For complete candor, we do not like to create scripted chatbots. They break easily and bore the user. Unfortunately, they are easy to assemble, and many developers pushed these fragile snowflakes onto customers.
To make them work well, however, an excellent scripted bot experience is one where the designer and development team have spent a lot of time thinking through the bot's overall personality and the type of questions they anticipate users will have. But a rules-based bot design process will look like a decision tree where each action by the user prompts the bot's responses.
Depending on the use case, this could be perhaps 10-20 lines of scripted text to hundreds of lines of scripting. In one scripted experience, we wrote over 500 lines to handle just a small set of use cases where natural language processing (NLP) would not be a good substitute.
Many bot developers who create scripted experiences will see their scripts grow to thousands of lines. This is especially important for entertainment-focused bots that are attempting to keep the user's interest.
When thinking about using these elements, you must know that the messaging platform you decide to deploy your bot plays a crucial role in design choices.
Many bots use graphic elements like cards, buttons, or quick replies to the design flow. A visual design element helps users access key features of the bot more quickly and help users move through conversation faster.
Messages that include pictures or graphical elements, such as contact cards and buttons, may not be displayed correctly on certain messaging platforms.
For example, if you wanted to build a bot for SMS/texting, you won’t have access to cards or buttons.
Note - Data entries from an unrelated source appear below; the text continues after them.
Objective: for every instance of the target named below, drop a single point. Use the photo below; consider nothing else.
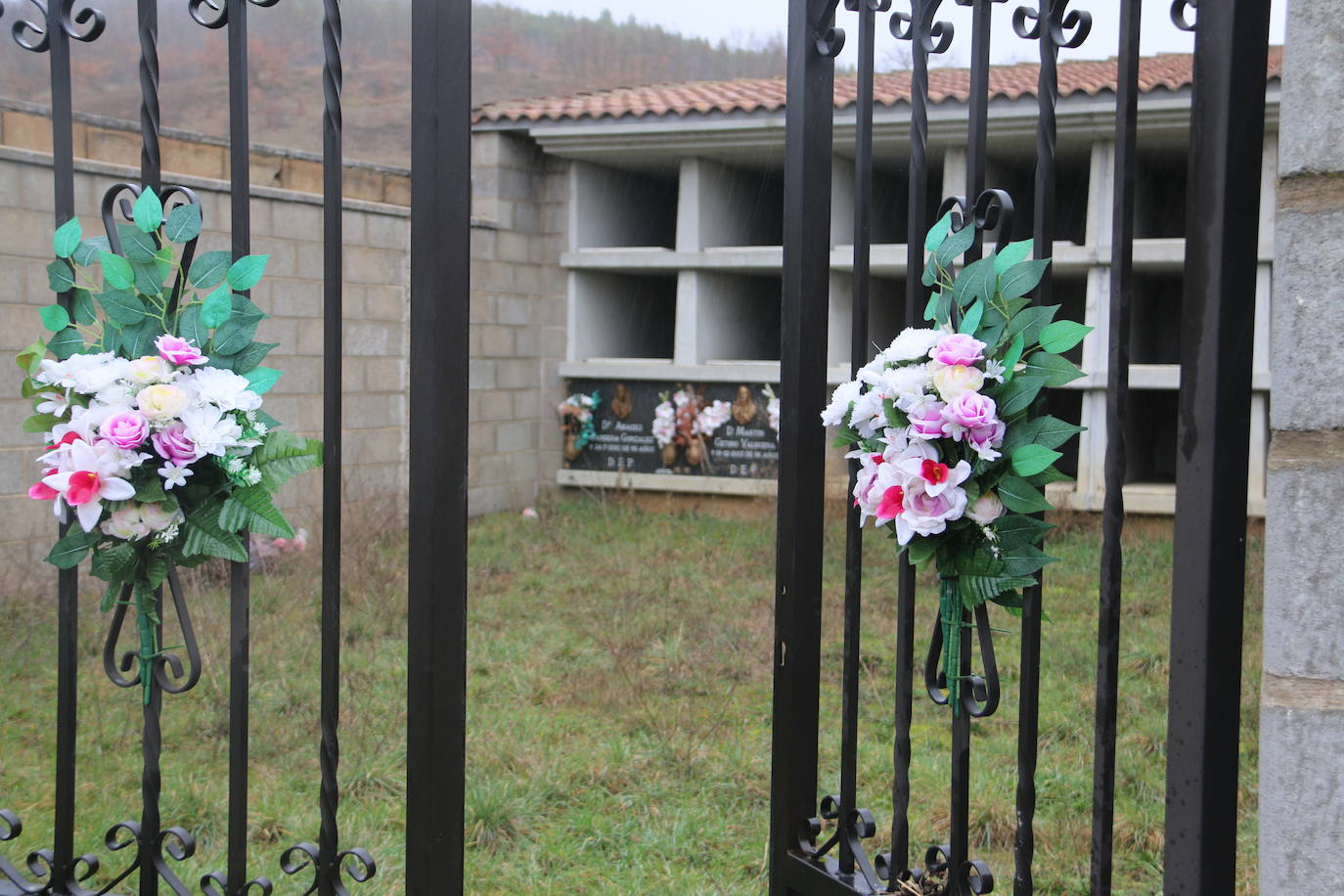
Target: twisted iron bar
(1182, 17)
(151, 162)
(83, 25)
(214, 14)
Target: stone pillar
(1301, 765)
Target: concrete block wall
(517, 320)
(517, 306)
(1301, 769)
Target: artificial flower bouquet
(148, 391)
(953, 454)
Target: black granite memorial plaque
(680, 428)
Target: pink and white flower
(179, 351)
(90, 474)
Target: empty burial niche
(1154, 319)
(739, 317)
(1150, 437)
(617, 208)
(1160, 175)
(1016, 173)
(739, 205)
(622, 316)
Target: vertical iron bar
(151, 776)
(67, 580)
(976, 143)
(802, 352)
(240, 579)
(1218, 317)
(435, 727)
(916, 223)
(859, 349)
(1043, 237)
(151, 165)
(1117, 406)
(328, 842)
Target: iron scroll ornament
(214, 14)
(934, 36)
(1067, 29)
(83, 25)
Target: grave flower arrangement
(148, 392)
(953, 453)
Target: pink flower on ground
(172, 443)
(126, 430)
(176, 349)
(959, 348)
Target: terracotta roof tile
(768, 94)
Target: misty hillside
(516, 54)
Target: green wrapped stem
(951, 614)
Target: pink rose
(926, 421)
(173, 445)
(959, 348)
(176, 349)
(125, 430)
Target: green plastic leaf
(252, 508)
(1055, 370)
(85, 310)
(956, 245)
(1012, 356)
(208, 270)
(148, 212)
(183, 223)
(114, 561)
(61, 277)
(1017, 395)
(1060, 336)
(1021, 278)
(204, 536)
(938, 233)
(68, 551)
(246, 272)
(216, 308)
(54, 317)
(122, 306)
(1012, 254)
(1021, 496)
(1031, 460)
(190, 326)
(67, 342)
(117, 272)
(236, 335)
(67, 238)
(284, 456)
(87, 251)
(29, 359)
(970, 320)
(261, 379)
(136, 245)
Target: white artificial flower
(219, 387)
(912, 344)
(837, 410)
(211, 430)
(173, 474)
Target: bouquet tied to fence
(953, 453)
(148, 389)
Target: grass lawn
(620, 711)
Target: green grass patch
(620, 711)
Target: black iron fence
(1217, 324)
(150, 844)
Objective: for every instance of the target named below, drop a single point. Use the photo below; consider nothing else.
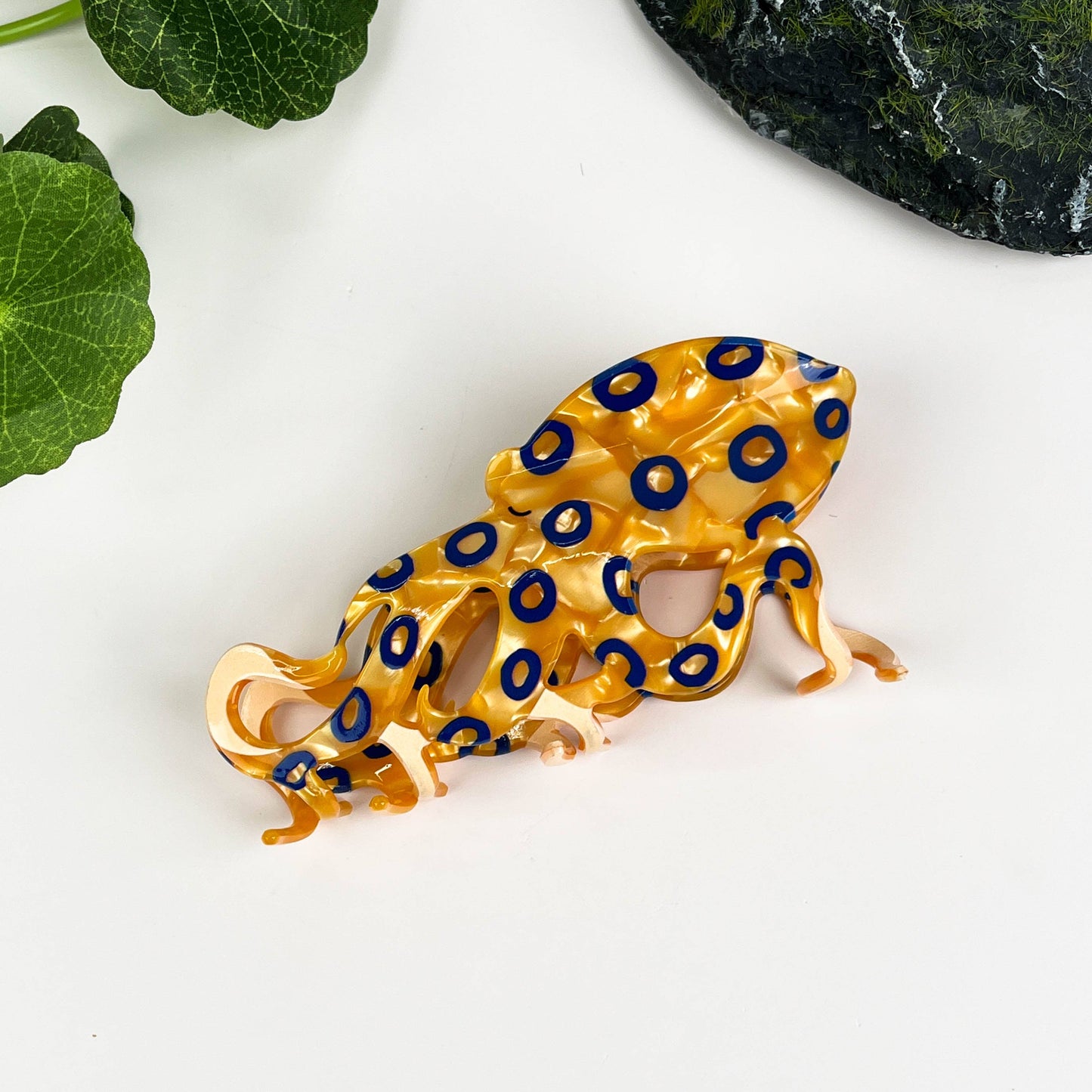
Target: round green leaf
(54, 131)
(74, 319)
(259, 61)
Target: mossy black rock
(976, 115)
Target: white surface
(880, 888)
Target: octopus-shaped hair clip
(704, 454)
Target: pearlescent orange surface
(704, 454)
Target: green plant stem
(44, 21)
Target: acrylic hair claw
(706, 454)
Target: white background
(877, 888)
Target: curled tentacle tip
(896, 674)
(557, 753)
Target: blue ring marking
(557, 458)
(454, 552)
(779, 557)
(781, 509)
(578, 534)
(630, 400)
(352, 733)
(694, 679)
(824, 412)
(432, 673)
(741, 370)
(462, 724)
(289, 763)
(623, 604)
(731, 618)
(520, 690)
(652, 500)
(533, 578)
(637, 673)
(398, 660)
(763, 472)
(815, 373)
(397, 579)
(338, 773)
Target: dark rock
(972, 113)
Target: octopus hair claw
(704, 454)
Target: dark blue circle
(352, 733)
(824, 426)
(397, 579)
(339, 773)
(533, 578)
(732, 617)
(781, 509)
(289, 763)
(387, 653)
(697, 679)
(815, 373)
(741, 370)
(783, 554)
(432, 673)
(630, 400)
(520, 690)
(623, 604)
(557, 458)
(637, 673)
(456, 555)
(578, 534)
(461, 724)
(763, 472)
(653, 500)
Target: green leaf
(74, 319)
(260, 60)
(54, 131)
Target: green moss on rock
(976, 114)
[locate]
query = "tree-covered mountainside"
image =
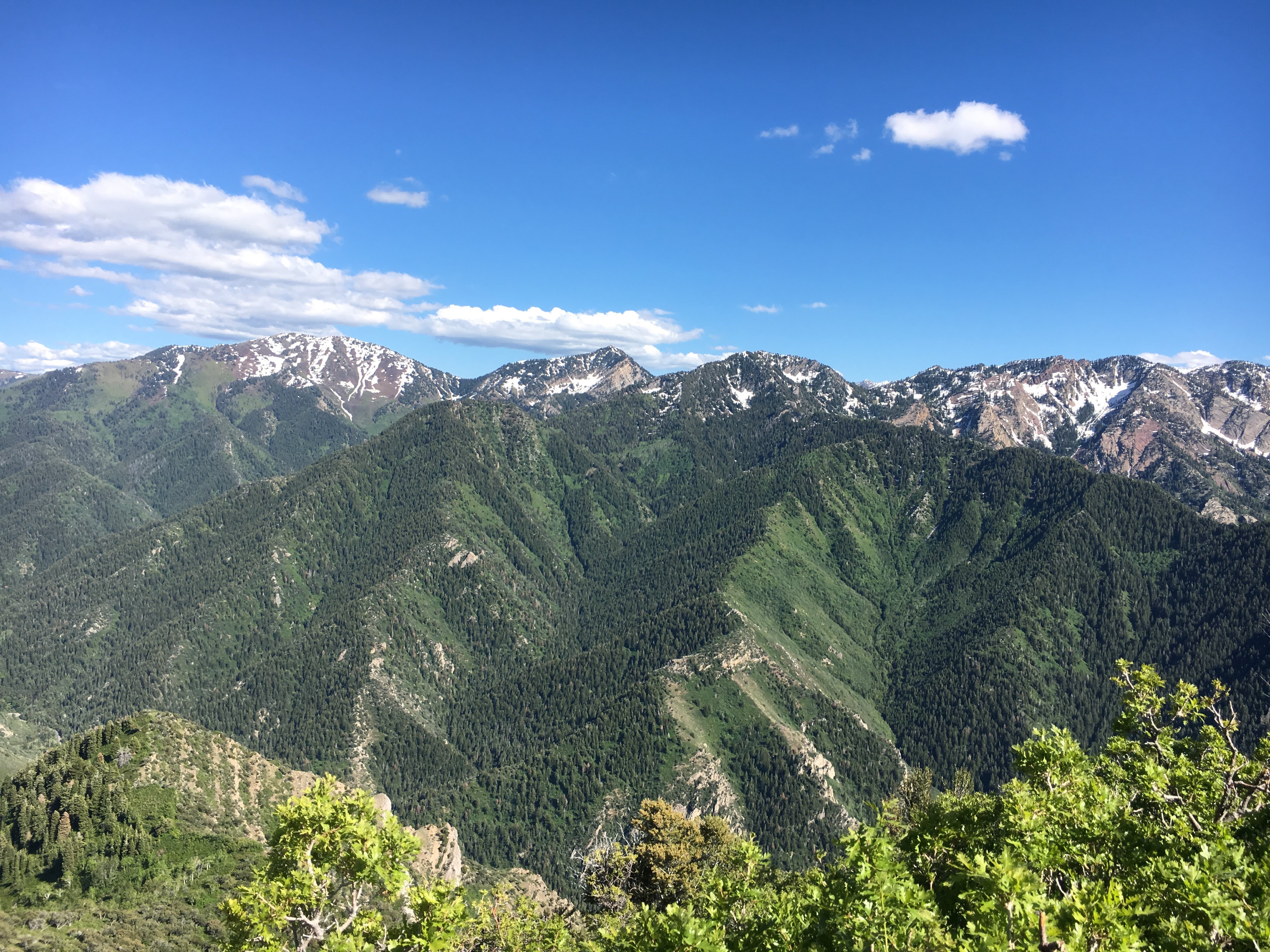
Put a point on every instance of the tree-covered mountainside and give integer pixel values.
(523, 626)
(91, 451)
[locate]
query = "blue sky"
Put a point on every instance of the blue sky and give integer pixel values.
(608, 159)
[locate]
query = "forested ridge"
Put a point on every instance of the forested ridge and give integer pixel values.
(510, 624)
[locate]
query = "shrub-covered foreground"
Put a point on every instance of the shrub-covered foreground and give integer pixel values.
(1159, 842)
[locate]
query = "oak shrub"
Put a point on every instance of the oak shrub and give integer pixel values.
(1160, 842)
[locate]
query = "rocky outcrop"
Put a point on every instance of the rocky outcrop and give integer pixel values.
(756, 380)
(548, 386)
(701, 787)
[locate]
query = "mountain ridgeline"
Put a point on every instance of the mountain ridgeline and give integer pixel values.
(717, 587)
(91, 451)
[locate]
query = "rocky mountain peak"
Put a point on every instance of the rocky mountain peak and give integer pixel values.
(756, 379)
(548, 385)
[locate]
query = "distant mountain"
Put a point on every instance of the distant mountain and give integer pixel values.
(129, 835)
(1203, 436)
(520, 625)
(89, 451)
(549, 386)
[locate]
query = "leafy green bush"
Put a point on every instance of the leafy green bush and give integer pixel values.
(1158, 843)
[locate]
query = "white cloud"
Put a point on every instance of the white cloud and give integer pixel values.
(283, 190)
(836, 133)
(968, 129)
(35, 357)
(205, 262)
(213, 264)
(1184, 361)
(557, 332)
(392, 195)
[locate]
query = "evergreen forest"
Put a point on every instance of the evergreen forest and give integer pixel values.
(524, 627)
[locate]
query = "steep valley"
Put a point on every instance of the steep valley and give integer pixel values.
(513, 622)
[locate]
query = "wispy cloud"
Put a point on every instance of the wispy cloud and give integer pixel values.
(1185, 360)
(199, 259)
(836, 133)
(35, 357)
(968, 129)
(215, 264)
(642, 334)
(392, 195)
(283, 190)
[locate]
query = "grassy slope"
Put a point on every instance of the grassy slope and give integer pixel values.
(482, 614)
(89, 452)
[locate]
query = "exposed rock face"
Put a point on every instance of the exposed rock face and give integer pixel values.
(1014, 404)
(550, 385)
(701, 787)
(756, 380)
(440, 853)
(1201, 436)
(358, 380)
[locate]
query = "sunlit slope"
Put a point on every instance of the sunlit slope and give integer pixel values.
(515, 625)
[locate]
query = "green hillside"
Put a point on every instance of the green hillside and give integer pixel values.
(130, 835)
(87, 452)
(521, 626)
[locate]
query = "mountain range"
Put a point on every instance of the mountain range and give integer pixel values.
(89, 451)
(520, 604)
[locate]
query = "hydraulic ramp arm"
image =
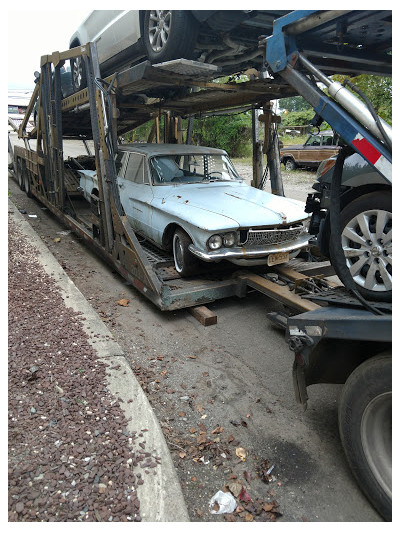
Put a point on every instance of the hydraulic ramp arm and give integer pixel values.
(367, 134)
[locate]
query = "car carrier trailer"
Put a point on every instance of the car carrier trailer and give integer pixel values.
(301, 44)
(348, 339)
(103, 111)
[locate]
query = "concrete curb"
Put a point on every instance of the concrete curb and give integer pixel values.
(160, 497)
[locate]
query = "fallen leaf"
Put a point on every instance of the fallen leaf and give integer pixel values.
(124, 302)
(201, 439)
(241, 453)
(268, 507)
(244, 496)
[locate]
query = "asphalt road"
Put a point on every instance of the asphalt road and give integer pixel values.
(235, 375)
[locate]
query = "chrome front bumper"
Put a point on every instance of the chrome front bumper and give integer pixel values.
(254, 252)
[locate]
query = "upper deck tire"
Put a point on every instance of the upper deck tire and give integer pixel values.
(169, 35)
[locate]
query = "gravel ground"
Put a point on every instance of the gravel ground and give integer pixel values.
(71, 457)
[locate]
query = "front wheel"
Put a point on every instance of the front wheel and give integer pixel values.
(169, 35)
(365, 424)
(185, 262)
(366, 239)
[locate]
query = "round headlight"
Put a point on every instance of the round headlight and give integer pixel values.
(215, 242)
(229, 239)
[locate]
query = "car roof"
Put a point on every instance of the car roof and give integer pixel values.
(324, 132)
(152, 149)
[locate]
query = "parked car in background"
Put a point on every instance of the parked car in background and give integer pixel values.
(366, 225)
(310, 154)
(228, 39)
(191, 201)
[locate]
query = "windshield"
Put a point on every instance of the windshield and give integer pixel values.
(190, 168)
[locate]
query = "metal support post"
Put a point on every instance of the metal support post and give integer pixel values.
(272, 151)
(257, 153)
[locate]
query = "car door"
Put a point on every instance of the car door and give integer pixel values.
(136, 193)
(113, 31)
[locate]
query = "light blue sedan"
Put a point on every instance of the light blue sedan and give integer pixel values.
(191, 201)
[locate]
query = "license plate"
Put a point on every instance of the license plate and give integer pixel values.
(276, 259)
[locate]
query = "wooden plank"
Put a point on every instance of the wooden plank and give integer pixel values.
(203, 315)
(293, 275)
(279, 292)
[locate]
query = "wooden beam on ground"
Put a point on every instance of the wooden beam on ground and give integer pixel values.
(203, 315)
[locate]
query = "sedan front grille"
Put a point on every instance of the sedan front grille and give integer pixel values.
(270, 236)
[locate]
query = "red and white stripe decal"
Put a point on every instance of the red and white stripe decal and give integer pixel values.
(373, 155)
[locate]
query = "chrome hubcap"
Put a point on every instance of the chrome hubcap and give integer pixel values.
(376, 439)
(159, 28)
(367, 246)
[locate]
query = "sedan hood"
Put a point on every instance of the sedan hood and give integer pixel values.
(240, 205)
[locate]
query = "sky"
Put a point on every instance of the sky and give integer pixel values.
(32, 34)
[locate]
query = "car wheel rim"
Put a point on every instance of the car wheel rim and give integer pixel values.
(367, 246)
(77, 72)
(376, 439)
(159, 28)
(178, 253)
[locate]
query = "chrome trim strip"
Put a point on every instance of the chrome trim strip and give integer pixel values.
(248, 253)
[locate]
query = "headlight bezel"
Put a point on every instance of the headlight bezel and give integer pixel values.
(229, 239)
(216, 245)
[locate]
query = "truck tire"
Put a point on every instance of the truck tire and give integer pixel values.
(169, 35)
(186, 264)
(366, 225)
(365, 424)
(290, 165)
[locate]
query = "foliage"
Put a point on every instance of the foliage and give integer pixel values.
(297, 118)
(231, 133)
(293, 103)
(378, 89)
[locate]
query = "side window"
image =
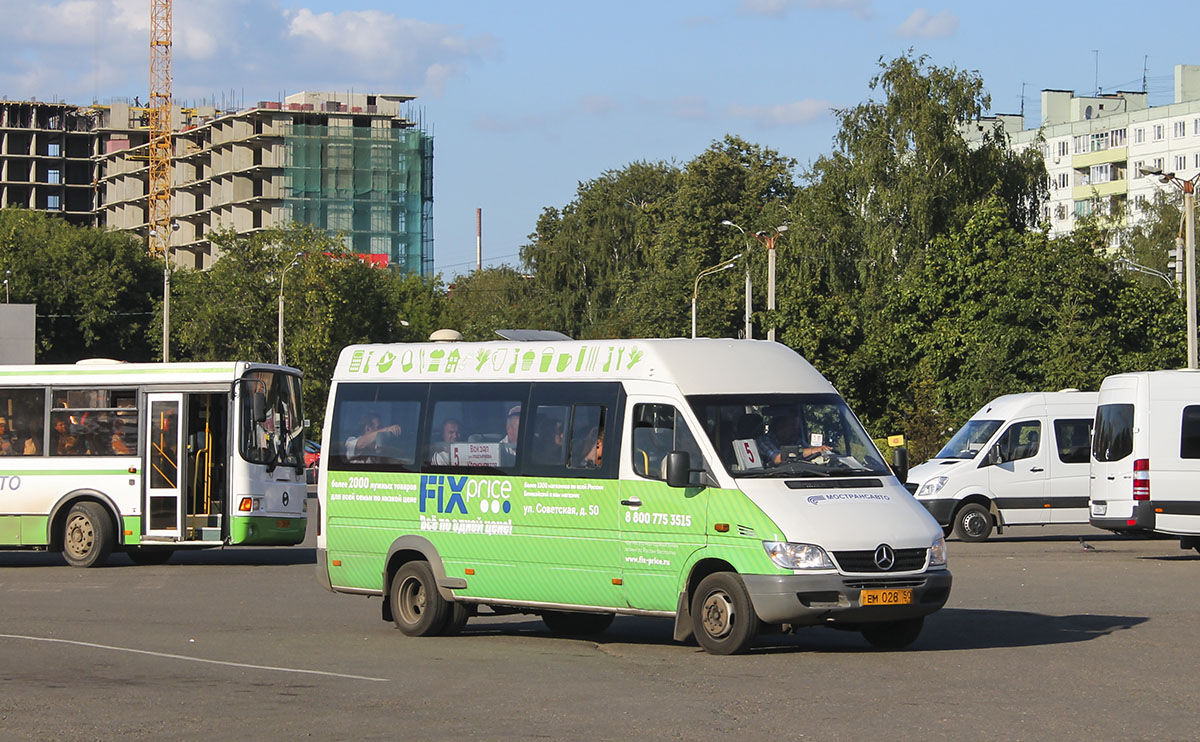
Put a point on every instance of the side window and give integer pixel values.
(1189, 432)
(22, 422)
(659, 430)
(1073, 440)
(376, 425)
(1020, 441)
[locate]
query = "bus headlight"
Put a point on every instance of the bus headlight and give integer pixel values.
(937, 552)
(797, 556)
(931, 488)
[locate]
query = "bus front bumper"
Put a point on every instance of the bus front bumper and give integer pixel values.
(825, 598)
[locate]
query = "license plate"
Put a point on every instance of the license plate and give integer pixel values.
(886, 597)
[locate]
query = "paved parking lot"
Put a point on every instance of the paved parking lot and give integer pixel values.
(1041, 639)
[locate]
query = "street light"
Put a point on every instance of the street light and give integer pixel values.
(1188, 186)
(768, 239)
(282, 275)
(745, 238)
(723, 265)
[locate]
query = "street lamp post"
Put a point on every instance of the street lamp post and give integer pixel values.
(1189, 256)
(745, 238)
(768, 239)
(279, 346)
(723, 265)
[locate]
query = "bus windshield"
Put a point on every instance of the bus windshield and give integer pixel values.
(274, 432)
(970, 438)
(787, 435)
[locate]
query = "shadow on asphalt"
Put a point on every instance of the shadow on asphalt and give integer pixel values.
(949, 629)
(245, 556)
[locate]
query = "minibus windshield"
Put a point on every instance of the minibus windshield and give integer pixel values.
(787, 435)
(970, 438)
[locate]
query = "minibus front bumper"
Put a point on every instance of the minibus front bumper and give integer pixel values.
(815, 599)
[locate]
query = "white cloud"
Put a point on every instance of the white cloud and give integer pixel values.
(783, 114)
(923, 24)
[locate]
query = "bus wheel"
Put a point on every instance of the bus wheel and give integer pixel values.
(893, 634)
(723, 617)
(565, 623)
(87, 536)
(417, 606)
(142, 555)
(972, 522)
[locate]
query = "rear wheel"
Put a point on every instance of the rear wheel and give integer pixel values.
(576, 624)
(972, 522)
(893, 634)
(143, 555)
(417, 608)
(721, 615)
(88, 536)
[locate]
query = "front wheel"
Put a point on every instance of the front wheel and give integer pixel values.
(88, 536)
(721, 615)
(893, 634)
(972, 522)
(417, 608)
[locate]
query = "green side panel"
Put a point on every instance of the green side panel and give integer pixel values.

But if you were creating a chatbot experience for Facebook or a web interface, you can take advantage of these options and more.
In defining the aim of chatbots, designers should consider design considerations and design options to build a practical conversational experience.
Here’s a quick snapshot of elements you can use for your bot:
These are just a selection of popular elements that can be embedded into a bot experience. And while you can employ many or all of these on some platforms, it’s best to try to pick the option that is right for the moment.
The goal when designing chatbots is to create a fluid chat experience for the end user and customers. If not, you could run into a very cluttered and confusing experience for the user. After-all the bots’ purpose is to make the user’s life simpler.
In defining the aim of chatbots, designers should consider design considerations and design options to build a practical conversational experience.
We built our own solution as well which we called ACE (Azumo Chatbot Engine). The solution enabled us to build more robust chatbots more quickly. We've used it to build chatbots for Discovery Channel, Wine Enthusiasts and Coppola Winery and many others. Most of those chatbots were designed for Alexa and Google Assistant. We used ACE to also build for Facebook Messenger and other apps as well as the web.
As bot designers, we know that user data helps improve user experiences and helps us better understand user behavior. A bot needs to gather data in the background to support its iterative improvement. As a result of improved data insight, as a chatbot designer, we may enhance the customer experience by altering the bot's tone of voice or its reaction to various user inputs.
The analytics allow us to improve the overall customer experience by altering the chatbot flow. Tracking data also informs us of why a bot fails and what error messages or where in the customer journey or conversation flow needs changing.
It is possible to monitor chatbot information using an analyze engine. An analytical tool or analyzer API provides information about how bot use was used, how user interaction was handled. The app will automatically receive user feedback directly from a chatbot. It shows the simple replies button and the user is now given the option to ask whichever question or reply the button has to be sent immediately. In this respect they can give feedback to whoever answered it, but not to what it responded, and they can decline it.